The savage course pushed both Mrs Spibey and Mrs Villar to their physical limits.
She said: “My Achilles was inflamed and I was struggling. I ran down hills and walked up hill trying to run as far as possible with the pain before walking to ease it up a bit,
“America had the opposite problem with her knee - she could run uphill but struggled downhill and she couldn’t stop to wait for me as she then couldn’t get going again.
“The final 10km was going to be long and hurt. The final swims were short but the currents were strong so we had some local triathletes with us to make sure after 13 hours of racing we didn’t drown.
“When we eventually crossed the finish line we were tired and sore and America used the hot water and I was left to have a cold shower. “The Swedish countryside is amazing although next time I think I will enjoy it by canoe or with a leisurely stroll through the countryside.”
Her mother, Sheron Spibey, of March, said: “She is so determined.
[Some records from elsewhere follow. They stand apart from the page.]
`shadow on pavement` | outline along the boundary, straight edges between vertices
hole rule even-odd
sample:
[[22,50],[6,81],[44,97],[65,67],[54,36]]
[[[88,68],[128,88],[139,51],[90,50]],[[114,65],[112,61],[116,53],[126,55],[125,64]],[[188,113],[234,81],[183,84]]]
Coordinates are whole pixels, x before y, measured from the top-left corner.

What they achieved was amazing and frightening at the same time.
“With all her past adventures we have always been able to keep track of her at all times but this time around we had to rely on GPS.
“It was agonising waiting for them at the finish line. I started to think it would be the first time she’s not been able to succeed at something but they eventually arrived in a terrible state.”
Jonathan Spibey, Philippa’s father, added: “I don’t know why my daughter does stuff like this.
“When she got back to Dubai instead of taking it easy she treated herself to a freefall parachute jump.”